GOB Willing to Negotiate Reinstatement of Increments for Public Sector Workers

GOB Willing to Negotiate Reinstatement of Increments for Public Sector Workers

Public service workers and teachers continue to request their increments be unfrozen. During yesterday’s press conference, the President of the Public Service Union, Dean Flowers, gave GOB a deadline of April 1. These increments have been frozen for the past three years, and Flowers says the union will not wait another year and that GOB must include this money in the upcoming budget. We asked Prime Minister, John Briceño if there is any probability that his government will be able to deliver on this request. He says he is willing to negotiate.

Hon. John Briceño, Prime Minister of Belize: “Well we can meet April first it all depends on them if they’re prepared to negotiate seriously and work on what we have in front of us then if we can’t finish the negotiations by the first of April it has to continue but if they want we could do it in one sitting it’s simple. It’s a matter of what needs to be done and they know what needs to be done and I appreciate that finally they managed to grudgingly accept the sacrifice, the pay cuts for three years and also the freezes of increments also for three years. One year afterwards we gave back the increments here we are now at the end of the second year we’re about to start the third year and we have been discussing with them, we have said we’re prepared to take a look at the issue of now restoring the increments. Of course it will start now it’s not going to be going back it’s going forward.”

The PSU and BNTU state that if no move is made to reinstate these monies, industrial action will be taken. However, PM Briceño, reiterated that freezing the increments was necessary to stay afloat economically during the height of the pandemic and it is also not autonomic but based on performance.

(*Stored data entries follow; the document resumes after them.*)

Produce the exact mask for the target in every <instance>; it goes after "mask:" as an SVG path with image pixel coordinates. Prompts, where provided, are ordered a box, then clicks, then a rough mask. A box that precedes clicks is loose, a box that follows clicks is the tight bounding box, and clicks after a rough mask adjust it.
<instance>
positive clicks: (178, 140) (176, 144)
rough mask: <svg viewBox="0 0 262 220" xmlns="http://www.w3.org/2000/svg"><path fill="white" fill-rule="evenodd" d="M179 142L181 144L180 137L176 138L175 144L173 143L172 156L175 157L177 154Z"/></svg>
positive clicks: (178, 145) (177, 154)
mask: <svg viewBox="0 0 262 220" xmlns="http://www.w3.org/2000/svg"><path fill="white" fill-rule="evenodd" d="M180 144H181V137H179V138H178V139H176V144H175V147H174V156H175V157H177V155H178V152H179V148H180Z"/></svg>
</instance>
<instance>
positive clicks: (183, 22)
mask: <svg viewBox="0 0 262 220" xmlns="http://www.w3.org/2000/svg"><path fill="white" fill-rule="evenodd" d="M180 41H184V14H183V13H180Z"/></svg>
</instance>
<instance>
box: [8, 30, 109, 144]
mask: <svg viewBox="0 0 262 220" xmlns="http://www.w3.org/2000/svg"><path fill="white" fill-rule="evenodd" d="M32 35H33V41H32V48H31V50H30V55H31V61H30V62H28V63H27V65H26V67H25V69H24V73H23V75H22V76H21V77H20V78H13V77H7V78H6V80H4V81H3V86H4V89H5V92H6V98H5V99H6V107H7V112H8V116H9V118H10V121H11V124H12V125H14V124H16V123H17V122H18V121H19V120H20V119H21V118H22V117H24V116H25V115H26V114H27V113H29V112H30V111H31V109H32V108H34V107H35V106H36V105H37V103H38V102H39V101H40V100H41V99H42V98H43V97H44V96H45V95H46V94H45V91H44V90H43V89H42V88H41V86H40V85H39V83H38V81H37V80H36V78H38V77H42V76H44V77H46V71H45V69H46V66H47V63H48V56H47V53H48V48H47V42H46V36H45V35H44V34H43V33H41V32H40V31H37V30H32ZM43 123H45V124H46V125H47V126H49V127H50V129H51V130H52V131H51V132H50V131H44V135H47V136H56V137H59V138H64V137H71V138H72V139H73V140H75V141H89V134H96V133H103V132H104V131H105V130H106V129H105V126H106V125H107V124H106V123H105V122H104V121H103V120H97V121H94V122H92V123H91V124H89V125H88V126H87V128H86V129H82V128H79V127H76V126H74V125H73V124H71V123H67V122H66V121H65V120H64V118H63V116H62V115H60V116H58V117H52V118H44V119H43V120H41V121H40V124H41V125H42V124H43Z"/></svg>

Hon. John Briceño, Prime Minister of Belize: “I have said this to them already in a joint meeting that we had around the middle of December. I’ve explained this to them so it is nothing new. The point is that it is unsustainable and as a country we cannot afford it. The higher that goes up the less we have for education, the less we have for health, the less we have to provide the necessary infrastructure development in the country, the less we have for housing. So it is important for us to be able to sit down as partners to be able to work on this. What is important to us is that we’re doing the right thing. When we met with the joint unions in early 2021 we laid the facts on them that Belize was on the verge of bankruptcy we had no money to pay them and that we all had to do some sort of sacrifice because let me point out that during the pandemic the public officers al lof them collected 100% of their salaries but if you were to ask people in the private sector many people lost their jobs and even many more got significant pay cuts. I remember the people at Love FM they had to cut their salaries by more than 50% just to have something for them. So they got their full 100% of their salaries so it was time for them to be able to make some sacrifice. We could have been political of the decision back then because one of the recommendations from the IMF was that we need to dismiss at least 3,000 employees and we in good conscience just could not do that. I mean these 3,000 quite likely would have been UDP supporters because we have not been hiring anybody for the past thirteen years. So we felt that we then sat with them and said let us all do some sort of sacrifice so that we can get out of this together.”